A decepção contra o Cruzeirinho ficou por conta do plantel tricolor. Paupérrimo. Em poucos nota-se alguma utilidade. Já a base do Grêmio, nunca esteve tão pouco proveitosa.
O sentimento que percebo depois dessas duas partidas, apesar do título do primeiro turno é só um: preocupação.

Renato e o Fluminense
O namoro entre o Fluminense e o técnico Renato não me surpreende. As declarações dele para o pseudo-jornalista Kajuru falam por si.

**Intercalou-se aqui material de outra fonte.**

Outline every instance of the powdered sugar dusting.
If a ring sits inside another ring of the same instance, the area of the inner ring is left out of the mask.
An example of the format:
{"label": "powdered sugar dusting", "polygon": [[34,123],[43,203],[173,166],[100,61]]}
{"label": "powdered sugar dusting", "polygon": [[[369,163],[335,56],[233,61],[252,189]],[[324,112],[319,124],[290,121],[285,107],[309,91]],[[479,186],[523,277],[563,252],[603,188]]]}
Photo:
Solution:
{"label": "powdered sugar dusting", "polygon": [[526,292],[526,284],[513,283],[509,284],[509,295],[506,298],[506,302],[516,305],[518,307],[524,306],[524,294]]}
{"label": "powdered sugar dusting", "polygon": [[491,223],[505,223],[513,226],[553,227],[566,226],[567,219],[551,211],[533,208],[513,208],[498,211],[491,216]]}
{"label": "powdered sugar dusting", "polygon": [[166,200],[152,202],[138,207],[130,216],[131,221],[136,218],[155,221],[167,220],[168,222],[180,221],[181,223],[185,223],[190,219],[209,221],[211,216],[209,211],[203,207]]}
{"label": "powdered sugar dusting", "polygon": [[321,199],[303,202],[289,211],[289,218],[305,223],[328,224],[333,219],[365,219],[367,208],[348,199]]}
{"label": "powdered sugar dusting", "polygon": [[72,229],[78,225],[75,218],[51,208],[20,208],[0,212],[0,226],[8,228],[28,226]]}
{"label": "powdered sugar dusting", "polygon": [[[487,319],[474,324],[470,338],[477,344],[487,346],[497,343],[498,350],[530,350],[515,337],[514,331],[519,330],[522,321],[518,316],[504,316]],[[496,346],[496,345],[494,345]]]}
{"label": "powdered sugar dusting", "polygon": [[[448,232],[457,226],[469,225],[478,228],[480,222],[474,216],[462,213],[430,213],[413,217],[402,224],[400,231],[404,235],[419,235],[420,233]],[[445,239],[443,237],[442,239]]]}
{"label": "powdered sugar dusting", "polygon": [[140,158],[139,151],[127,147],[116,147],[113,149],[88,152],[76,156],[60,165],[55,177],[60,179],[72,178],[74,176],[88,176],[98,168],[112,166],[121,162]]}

Renato, tratado como semi-Deus no Olímpico, não é tão diferente de tantos outros que já passaram por aqui. E prova que, apesar da idolatria que recebe, seu amor também tem um preço.

Vendido
O Grêmio vendeu os direitos de transmissão à Rede Globo. Foi o primeiro a fechar negócio com a empresa, selando o rompimento com o Clube dos 13. Apesar da melhora nos valores, a decisão foi claramente política. Desafeto de Fábio Koff há anos dentro do Olímpico, Odone - o político, fez questão de cutucar o centenário dirigente na entrevista no qual comunicou o acordo.
Ademais, Odone, o político, precipitou-se em ser o primeiro afiliado da Globo. Certamente os clubes que fizerem jogo duro com a emissora, até as vésperas do próximo ano, ganharão fatias melhores. Como as cotas agora são negociadas individualmente, nada melhor que barganhar.
Nesse episódio o presidente Odone, o político, com o perdão da redundância, mais uma vez foi político.